Thank you for showing!! ... can hardly wait to see the finished product.


----------



## Joe Lyddon (Sep 11, 2004)

Mike,

I tried to download the plans...
... got a nasty msg about no files in a box...
... signed up & tried again...
... got same msg...
... I guess it's too late to get the plans?

Thank you...


----------



## challagan (Feb 7, 2006)

Joe, it has been a long time since I have had a band saw in the shop and it wasn't much of one anyway. I never used it much and frankly I get along fine without one. I just don't find myself say... Damn, wish I had a bandsaw.... but I do with a jointer and planer 

Corey


----------



## bobj3 (Jan 17, 2006)

Hi Joe

I had the same error ,then I got some rollers (guides) and that did the trick.


Bj 

Most of the Grizzly band saws are the same, but not all 

http://www.grizzly.com/products/G4817

http://www.grizzly.com/products/category.aspx?key=240020

http://www.grizzly.com/products/H7873

http://www.grizzly.com/products/g0555
----------
---------



Joe Lyddon said:


> OK GOTCHA!
> 
> I don't think my G0555 would like 1/8" blades... seems like I read it... Maybe 3/16" ... in fact, I think I have used 3/16" before... before I added the riser block... you're getting me back into the 'mood'...


----------



## Mike (Nov 22, 2004)

Let me try and help Joe. You need both files for the complete plans.


----------



## Joe Lyddon (Sep 11, 2004)

Mike said:


> Let me try and help Joe. You need both files for the complete plans.

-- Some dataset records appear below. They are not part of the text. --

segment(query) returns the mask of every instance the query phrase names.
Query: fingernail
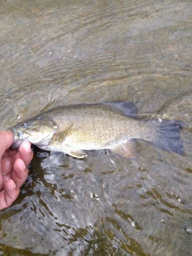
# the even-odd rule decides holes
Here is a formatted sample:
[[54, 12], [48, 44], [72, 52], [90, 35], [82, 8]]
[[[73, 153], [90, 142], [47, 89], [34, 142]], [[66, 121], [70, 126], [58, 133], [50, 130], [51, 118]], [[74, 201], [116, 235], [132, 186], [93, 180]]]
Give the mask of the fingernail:
[[10, 178], [8, 176], [6, 176], [5, 177], [5, 181], [7, 181], [8, 180], [9, 180]]
[[13, 188], [15, 188], [16, 187], [16, 185], [15, 182], [13, 181]]

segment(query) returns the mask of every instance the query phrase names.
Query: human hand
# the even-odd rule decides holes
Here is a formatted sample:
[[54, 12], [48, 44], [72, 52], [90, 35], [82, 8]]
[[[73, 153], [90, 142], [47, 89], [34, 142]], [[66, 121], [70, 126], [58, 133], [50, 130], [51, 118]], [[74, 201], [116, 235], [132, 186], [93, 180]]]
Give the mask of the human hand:
[[9, 206], [18, 197], [19, 187], [28, 176], [27, 166], [33, 156], [29, 141], [10, 151], [8, 148], [12, 142], [11, 132], [0, 131], [0, 210]]

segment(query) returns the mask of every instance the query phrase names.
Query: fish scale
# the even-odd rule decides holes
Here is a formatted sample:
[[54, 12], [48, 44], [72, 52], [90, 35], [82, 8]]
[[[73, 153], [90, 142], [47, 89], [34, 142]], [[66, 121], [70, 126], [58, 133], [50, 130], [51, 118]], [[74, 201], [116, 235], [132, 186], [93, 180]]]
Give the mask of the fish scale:
[[[136, 118], [136, 114], [135, 105], [127, 101], [61, 106], [31, 118], [24, 125], [21, 123], [13, 127], [12, 148], [26, 140], [28, 134], [27, 140], [40, 148], [65, 152], [78, 158], [87, 156], [84, 151], [103, 148], [109, 148], [125, 157], [135, 157], [134, 139], [147, 140], [167, 150], [182, 154], [179, 137], [182, 122], [142, 120]], [[39, 128], [37, 128], [37, 120], [40, 122]], [[47, 125], [48, 121], [53, 122], [54, 132], [51, 136], [50, 133], [49, 137], [47, 132], [46, 139], [39, 139], [38, 141], [36, 133], [43, 130], [44, 122]], [[36, 121], [35, 129], [33, 121]], [[46, 130], [50, 129], [51, 125]], [[43, 134], [41, 138], [44, 138]]]

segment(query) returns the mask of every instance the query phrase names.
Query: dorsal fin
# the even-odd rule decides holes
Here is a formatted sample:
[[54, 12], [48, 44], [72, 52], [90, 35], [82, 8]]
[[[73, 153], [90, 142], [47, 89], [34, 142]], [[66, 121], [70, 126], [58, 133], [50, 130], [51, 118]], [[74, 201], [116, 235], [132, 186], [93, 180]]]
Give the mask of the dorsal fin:
[[127, 116], [134, 117], [137, 114], [137, 107], [135, 104], [131, 101], [128, 101], [127, 100], [118, 100], [116, 101], [109, 101], [108, 102], [104, 102], [102, 104], [116, 109]]

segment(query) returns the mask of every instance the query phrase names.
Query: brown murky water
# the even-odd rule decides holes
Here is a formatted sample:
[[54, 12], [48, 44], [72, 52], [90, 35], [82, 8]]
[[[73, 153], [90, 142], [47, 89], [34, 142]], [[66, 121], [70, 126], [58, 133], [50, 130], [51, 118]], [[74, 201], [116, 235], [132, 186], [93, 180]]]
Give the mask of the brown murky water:
[[34, 148], [1, 211], [0, 254], [188, 255], [192, 249], [192, 3], [0, 2], [1, 129], [58, 105], [128, 100], [183, 121], [183, 156], [138, 141], [78, 160]]

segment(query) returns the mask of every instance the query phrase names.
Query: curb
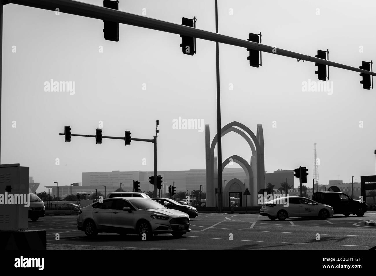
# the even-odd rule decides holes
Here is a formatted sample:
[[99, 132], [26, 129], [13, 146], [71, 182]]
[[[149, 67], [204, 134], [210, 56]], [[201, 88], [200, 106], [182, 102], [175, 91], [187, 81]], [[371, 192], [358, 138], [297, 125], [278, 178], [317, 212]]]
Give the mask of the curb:
[[370, 222], [372, 221], [372, 220], [369, 220], [368, 222], [365, 222], [364, 224], [366, 225], [370, 225], [371, 226], [376, 226], [376, 222]]

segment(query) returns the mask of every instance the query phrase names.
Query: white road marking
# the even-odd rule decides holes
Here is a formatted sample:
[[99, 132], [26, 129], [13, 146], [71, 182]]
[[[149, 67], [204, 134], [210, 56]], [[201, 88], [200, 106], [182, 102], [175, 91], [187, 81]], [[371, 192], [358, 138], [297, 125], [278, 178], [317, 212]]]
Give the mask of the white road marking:
[[349, 245], [349, 244], [336, 244], [336, 246], [361, 246], [362, 247], [369, 247], [368, 245]]
[[[224, 221], [224, 220], [223, 221]], [[203, 229], [202, 230], [200, 230], [200, 231], [205, 231], [205, 230], [207, 230], [208, 229], [209, 229], [209, 228], [212, 228], [213, 227], [214, 227], [214, 226], [215, 226], [216, 225], [218, 225], [218, 224], [219, 224], [221, 222], [217, 222], [217, 223], [215, 223], [214, 225], [212, 225], [210, 227], [208, 227], [208, 228], [206, 228], [205, 229]]]

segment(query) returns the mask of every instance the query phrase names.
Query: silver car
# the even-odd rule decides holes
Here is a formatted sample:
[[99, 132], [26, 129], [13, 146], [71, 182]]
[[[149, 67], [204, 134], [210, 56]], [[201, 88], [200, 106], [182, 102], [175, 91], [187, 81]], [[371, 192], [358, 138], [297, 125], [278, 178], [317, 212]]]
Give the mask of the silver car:
[[168, 209], [153, 200], [133, 197], [103, 199], [78, 212], [77, 228], [89, 237], [98, 233], [153, 234], [170, 233], [179, 237], [191, 231], [187, 214]]

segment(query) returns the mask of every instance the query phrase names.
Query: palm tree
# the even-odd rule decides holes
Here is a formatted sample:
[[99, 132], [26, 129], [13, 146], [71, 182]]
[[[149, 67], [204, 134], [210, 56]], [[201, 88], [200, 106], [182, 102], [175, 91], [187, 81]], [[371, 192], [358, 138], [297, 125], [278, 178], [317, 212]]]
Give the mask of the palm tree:
[[185, 199], [185, 192], [179, 192], [179, 193], [176, 194], [176, 195], [177, 196], [177, 197], [180, 199]]
[[273, 193], [273, 192], [274, 192], [274, 185], [273, 185], [270, 182], [268, 183], [268, 186], [267, 186], [267, 187], [268, 189], [270, 189], [271, 190], [272, 193]]

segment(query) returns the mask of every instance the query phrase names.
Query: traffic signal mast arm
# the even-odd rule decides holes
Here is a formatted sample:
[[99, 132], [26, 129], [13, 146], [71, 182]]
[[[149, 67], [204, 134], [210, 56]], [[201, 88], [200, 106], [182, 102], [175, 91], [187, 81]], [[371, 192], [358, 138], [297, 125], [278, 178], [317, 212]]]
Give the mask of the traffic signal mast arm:
[[[8, 3], [166, 32], [376, 75], [376, 73], [252, 41], [73, 0], [8, 0]], [[273, 51], [274, 50], [274, 51]], [[105, 138], [103, 136], [103, 138]], [[133, 140], [133, 139], [132, 139]]]

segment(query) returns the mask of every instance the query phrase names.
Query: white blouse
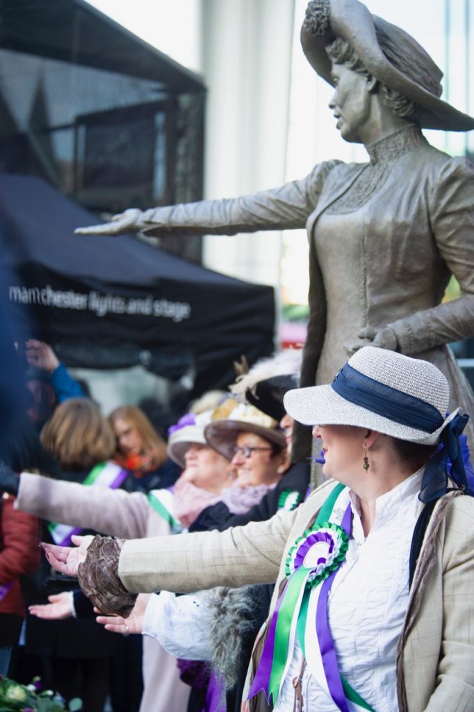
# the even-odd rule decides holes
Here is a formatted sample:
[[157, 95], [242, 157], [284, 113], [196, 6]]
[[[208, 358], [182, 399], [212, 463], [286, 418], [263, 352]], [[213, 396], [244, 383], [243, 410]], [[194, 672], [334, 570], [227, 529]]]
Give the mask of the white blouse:
[[[423, 471], [381, 495], [375, 520], [366, 538], [358, 498], [351, 492], [354, 514], [346, 560], [335, 577], [328, 600], [328, 619], [339, 669], [347, 682], [376, 712], [394, 712], [396, 644], [409, 596], [409, 561], [416, 523]], [[209, 591], [186, 596], [162, 592], [147, 608], [143, 633], [157, 637], [177, 657], [210, 660], [213, 610]], [[293, 678], [301, 669], [297, 639], [274, 712], [293, 712]], [[337, 708], [305, 668], [304, 708], [337, 712]]]
[[[339, 671], [376, 712], [398, 709], [396, 644], [408, 604], [410, 548], [421, 476], [419, 471], [377, 498], [375, 520], [367, 538], [358, 498], [350, 493], [352, 536], [329, 595], [329, 627]], [[274, 712], [293, 711], [292, 681], [299, 676], [301, 663], [297, 641]], [[336, 712], [335, 703], [307, 667], [302, 692], [305, 709]]]

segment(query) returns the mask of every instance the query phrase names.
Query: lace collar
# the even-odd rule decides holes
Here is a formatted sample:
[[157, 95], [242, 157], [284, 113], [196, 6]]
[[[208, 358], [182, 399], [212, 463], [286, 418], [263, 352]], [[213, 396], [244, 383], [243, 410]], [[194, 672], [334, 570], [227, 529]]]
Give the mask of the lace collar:
[[426, 140], [416, 124], [409, 124], [399, 131], [366, 146], [371, 164], [386, 163], [422, 145]]

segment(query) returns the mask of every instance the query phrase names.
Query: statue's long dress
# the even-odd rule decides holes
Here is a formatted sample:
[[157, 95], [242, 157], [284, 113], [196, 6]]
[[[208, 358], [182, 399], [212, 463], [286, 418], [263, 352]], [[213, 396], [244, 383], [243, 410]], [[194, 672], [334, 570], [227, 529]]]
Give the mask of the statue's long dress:
[[[233, 234], [306, 226], [310, 319], [301, 384], [328, 383], [362, 327], [390, 325], [402, 353], [434, 363], [451, 407], [474, 397], [446, 345], [474, 336], [474, 166], [431, 146], [419, 129], [367, 147], [370, 162], [317, 165], [306, 178], [228, 200], [147, 211], [153, 234]], [[463, 296], [442, 304], [450, 275]], [[474, 453], [473, 420], [468, 425]], [[309, 454], [310, 433], [295, 444]]]

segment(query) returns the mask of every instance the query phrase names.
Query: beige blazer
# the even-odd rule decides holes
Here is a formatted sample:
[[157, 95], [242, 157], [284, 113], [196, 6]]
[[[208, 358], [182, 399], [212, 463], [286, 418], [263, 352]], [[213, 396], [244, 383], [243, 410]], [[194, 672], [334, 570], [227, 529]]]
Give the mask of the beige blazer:
[[[325, 483], [295, 511], [266, 522], [223, 533], [127, 541], [120, 578], [135, 592], [279, 583], [288, 549], [334, 485]], [[430, 520], [400, 637], [401, 712], [474, 710], [473, 588], [474, 498], [450, 494]], [[270, 612], [275, 604], [275, 595]]]

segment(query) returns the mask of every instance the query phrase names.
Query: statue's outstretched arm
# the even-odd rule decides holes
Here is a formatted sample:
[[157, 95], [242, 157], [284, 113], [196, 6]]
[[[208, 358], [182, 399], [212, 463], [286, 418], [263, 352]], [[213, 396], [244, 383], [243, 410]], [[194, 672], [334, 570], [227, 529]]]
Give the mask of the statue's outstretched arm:
[[155, 236], [234, 235], [258, 230], [302, 228], [314, 210], [323, 181], [337, 162], [316, 166], [301, 180], [240, 198], [201, 200], [115, 215], [110, 222], [80, 227], [81, 235], [120, 235], [144, 231]]

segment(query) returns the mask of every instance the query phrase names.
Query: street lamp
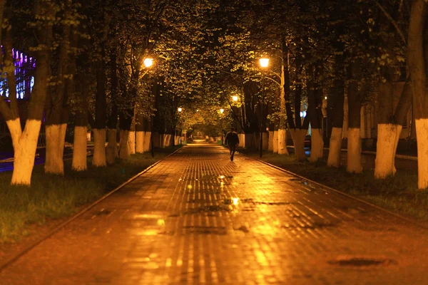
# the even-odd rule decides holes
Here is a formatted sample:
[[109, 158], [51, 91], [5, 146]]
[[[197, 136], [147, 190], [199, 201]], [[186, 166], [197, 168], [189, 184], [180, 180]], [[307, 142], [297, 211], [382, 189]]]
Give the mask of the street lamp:
[[221, 145], [223, 145], [223, 113], [225, 112], [225, 109], [221, 108], [220, 109], [220, 123], [221, 124]]
[[151, 58], [144, 58], [144, 66], [151, 67], [153, 65], [153, 59]]
[[[262, 58], [259, 59], [260, 67], [262, 68], [266, 68], [269, 66], [269, 58]], [[263, 154], [263, 101], [265, 100], [265, 72], [262, 71], [262, 102], [260, 103], [260, 157]]]
[[[153, 59], [151, 58], [144, 58], [144, 61], [143, 61], [143, 63], [144, 63], [144, 66], [146, 66], [146, 68], [148, 68], [150, 67], [151, 67], [153, 65]], [[148, 69], [144, 73], [144, 74], [143, 74], [143, 77], [148, 72]], [[151, 129], [153, 130], [153, 114], [151, 114], [150, 116], [150, 124], [151, 124]], [[151, 135], [150, 136], [150, 143], [151, 145], [151, 153], [152, 153], [152, 157], [155, 157], [155, 149], [153, 147], [153, 136], [152, 135]]]

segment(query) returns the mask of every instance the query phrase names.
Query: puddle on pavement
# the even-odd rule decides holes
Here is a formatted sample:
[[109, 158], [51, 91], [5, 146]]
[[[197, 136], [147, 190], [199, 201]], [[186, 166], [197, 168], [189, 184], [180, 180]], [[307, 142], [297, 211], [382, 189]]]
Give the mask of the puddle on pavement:
[[183, 227], [187, 234], [218, 234], [225, 235], [228, 234], [225, 227], [213, 226], [185, 226]]
[[99, 217], [99, 216], [108, 216], [112, 212], [113, 212], [109, 209], [101, 209], [100, 211], [97, 211], [93, 214], [93, 216], [92, 216], [92, 219], [95, 218], [96, 217]]
[[368, 257], [351, 257], [340, 258], [336, 260], [330, 260], [329, 264], [340, 266], [376, 266], [397, 264], [397, 262], [392, 259], [377, 259]]
[[195, 209], [189, 209], [185, 212], [185, 214], [200, 214], [203, 212], [230, 212], [228, 207], [223, 205], [210, 205], [200, 207]]

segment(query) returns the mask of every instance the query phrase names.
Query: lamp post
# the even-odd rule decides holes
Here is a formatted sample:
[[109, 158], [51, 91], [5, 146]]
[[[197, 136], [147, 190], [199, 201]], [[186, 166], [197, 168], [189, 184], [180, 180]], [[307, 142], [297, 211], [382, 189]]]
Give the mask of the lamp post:
[[[146, 73], [144, 73], [144, 74], [143, 75], [143, 76], [144, 76], [144, 75], [146, 75], [146, 73], [148, 72], [148, 68], [150, 68], [153, 65], [153, 59], [151, 58], [144, 58], [143, 63], [144, 63], [144, 66], [146, 66], [146, 68], [148, 68], [147, 71], [146, 71]], [[156, 98], [155, 98], [155, 100], [156, 100]], [[155, 101], [155, 105], [156, 105], [156, 101]], [[151, 150], [152, 157], [155, 157], [155, 149], [153, 147], [153, 115], [151, 113], [151, 116], [150, 116], [150, 125], [151, 125], [151, 134], [150, 135]]]
[[220, 109], [220, 123], [221, 124], [221, 145], [223, 145], [223, 113], [224, 113], [225, 109], [221, 108]]
[[[262, 58], [259, 60], [260, 67], [266, 68], [269, 66], [269, 58]], [[262, 100], [260, 103], [260, 157], [263, 154], [263, 101], [265, 100], [265, 71], [262, 71]]]

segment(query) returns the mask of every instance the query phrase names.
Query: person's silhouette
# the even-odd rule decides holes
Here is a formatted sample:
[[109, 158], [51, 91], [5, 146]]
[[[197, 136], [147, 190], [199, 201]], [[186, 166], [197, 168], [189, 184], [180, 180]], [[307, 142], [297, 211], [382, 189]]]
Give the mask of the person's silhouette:
[[236, 146], [239, 145], [239, 137], [238, 136], [238, 133], [235, 131], [235, 128], [230, 128], [230, 131], [226, 134], [225, 140], [230, 151], [230, 161], [233, 161], [233, 155], [236, 150]]

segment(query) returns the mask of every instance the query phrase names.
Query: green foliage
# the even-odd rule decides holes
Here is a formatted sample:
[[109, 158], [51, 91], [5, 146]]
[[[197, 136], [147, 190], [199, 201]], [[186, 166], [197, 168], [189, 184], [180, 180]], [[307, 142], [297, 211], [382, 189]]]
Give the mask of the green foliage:
[[0, 242], [16, 239], [28, 233], [27, 226], [46, 219], [61, 218], [99, 198], [173, 150], [133, 155], [129, 160], [107, 167], [76, 172], [66, 165], [65, 177], [46, 175], [43, 166], [34, 168], [31, 187], [10, 186], [11, 172], [0, 173]]

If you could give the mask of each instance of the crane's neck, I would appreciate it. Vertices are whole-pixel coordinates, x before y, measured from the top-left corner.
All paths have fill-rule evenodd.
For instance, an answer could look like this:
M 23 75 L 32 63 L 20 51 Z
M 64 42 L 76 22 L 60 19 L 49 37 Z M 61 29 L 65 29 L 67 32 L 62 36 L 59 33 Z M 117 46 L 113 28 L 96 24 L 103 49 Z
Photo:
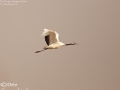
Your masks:
M 68 45 L 75 45 L 75 44 L 73 44 L 73 43 L 69 43 L 69 44 L 65 44 L 66 46 L 68 46 Z

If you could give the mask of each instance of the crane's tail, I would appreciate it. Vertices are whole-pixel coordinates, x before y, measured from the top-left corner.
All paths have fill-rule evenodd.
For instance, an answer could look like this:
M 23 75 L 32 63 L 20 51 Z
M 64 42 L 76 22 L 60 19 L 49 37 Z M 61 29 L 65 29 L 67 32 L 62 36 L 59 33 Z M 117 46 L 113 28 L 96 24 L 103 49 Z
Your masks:
M 41 51 L 36 51 L 35 53 L 39 53 L 39 52 L 42 52 L 42 51 L 45 51 L 45 50 L 47 50 L 47 49 L 43 49 L 43 50 L 41 50 Z

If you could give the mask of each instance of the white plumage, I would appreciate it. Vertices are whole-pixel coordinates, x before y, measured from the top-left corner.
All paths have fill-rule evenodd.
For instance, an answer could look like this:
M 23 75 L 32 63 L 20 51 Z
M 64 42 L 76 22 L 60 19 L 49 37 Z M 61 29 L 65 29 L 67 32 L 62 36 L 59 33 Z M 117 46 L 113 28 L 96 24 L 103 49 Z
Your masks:
M 44 51 L 47 49 L 57 49 L 61 46 L 77 45 L 77 43 L 64 44 L 62 42 L 59 42 L 59 34 L 56 31 L 52 31 L 49 29 L 44 29 L 42 36 L 45 37 L 45 41 L 48 46 L 45 46 L 41 51 Z M 35 53 L 38 53 L 41 51 L 36 51 Z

Thank you, Mike... sure is a nice looking lil table...

I look forward to seeing Your version of it... 

Oh, what name do you go by on the Lumberjock site?

Thank you...


----------



## Mike (Nov 22, 2004)

Everywhere on the internet or for email I am: aniceone2hold
And the oft asked questions answer is: "It's about good hugs"


----------



## Bob N (Oct 12, 2004)

Yeah, but I'll always remember you by the M&M man


----------



## Mike (Nov 22, 2004)

Who me?


----------